My point exactly. “Locked out of legacy outlets” my ass. The only ones “locked out” are the randos who are internet-famous but not genuine intellectuals. Mind you, there are plenty of people who are published by “legacy outlets” who shouldn’t be, like David Brooks for one horrible example. But the Dave Rubins and Carl Benjamins aren’t lost geniuses who would be gracing everyone’s breakfast table if only they were more Orthodox – they’re just mouthy dudes.

But, after we got back from Hawaii, the Times sent Pulitzer-winning photographer Damon Winter to take my photo in East Lansing, where I live, for this article. This was a weird scene.
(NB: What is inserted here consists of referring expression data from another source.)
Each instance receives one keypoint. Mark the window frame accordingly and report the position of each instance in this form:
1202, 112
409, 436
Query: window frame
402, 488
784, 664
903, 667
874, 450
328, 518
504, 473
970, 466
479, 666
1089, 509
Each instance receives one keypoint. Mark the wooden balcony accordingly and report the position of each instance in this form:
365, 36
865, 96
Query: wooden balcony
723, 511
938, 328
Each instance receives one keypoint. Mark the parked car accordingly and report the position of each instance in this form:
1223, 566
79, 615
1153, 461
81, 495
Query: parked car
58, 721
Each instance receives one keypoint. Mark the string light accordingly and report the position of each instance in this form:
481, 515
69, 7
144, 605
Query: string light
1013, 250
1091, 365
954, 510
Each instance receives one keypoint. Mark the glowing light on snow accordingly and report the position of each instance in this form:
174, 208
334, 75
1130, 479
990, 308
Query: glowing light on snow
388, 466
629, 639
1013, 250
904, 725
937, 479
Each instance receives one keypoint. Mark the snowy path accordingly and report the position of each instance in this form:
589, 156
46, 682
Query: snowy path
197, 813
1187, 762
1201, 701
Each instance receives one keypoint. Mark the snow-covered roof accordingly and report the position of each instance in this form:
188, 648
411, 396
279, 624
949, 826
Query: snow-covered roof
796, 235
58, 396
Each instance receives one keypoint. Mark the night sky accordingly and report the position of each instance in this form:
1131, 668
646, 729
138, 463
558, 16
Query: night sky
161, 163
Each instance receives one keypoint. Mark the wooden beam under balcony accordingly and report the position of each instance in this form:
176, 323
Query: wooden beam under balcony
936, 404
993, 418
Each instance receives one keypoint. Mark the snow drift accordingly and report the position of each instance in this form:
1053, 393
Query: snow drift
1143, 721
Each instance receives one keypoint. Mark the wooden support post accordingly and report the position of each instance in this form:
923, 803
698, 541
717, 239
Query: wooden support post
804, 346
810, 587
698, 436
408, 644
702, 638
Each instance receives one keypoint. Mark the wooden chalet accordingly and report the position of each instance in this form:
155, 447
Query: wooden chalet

Damon wanted to do it at a very particular moment of sunset, out in a field with a bunch of reeds, so we parked ourselves behind the fire department in a park, with reeds.

Like the Sam Harris one – or was that sunrise rather than sunset? Nah, sunset so much more convenient.

After he left, I started thinking this was not the right story for me to be in. We had talked about who else would be in it, and it wasn’t so much as I didn’t want to be associated with those people as I didn’t know who most of them were. So, it wasn’t “I don’t want to be a member of any club that would have me” so much as “Who now? What now? What am I supposedly a key part of?”

I was also, frankly, worried about any article that was going to have a bunch of highly dramatized images.

And rightly so. Those photos make my skin crawl – they look cultish. It really does reek of thought-leaderism, as YNNB said.

I am not interested in darkness or dark connections. I want intellectualism, journalism, scholarship, and government to be about light, transparency, and facts. Peer review, checks and balances, open access. Not about clicks and skirmishes and dramatic photos taken at sunset.

And definitely not about thought leaders.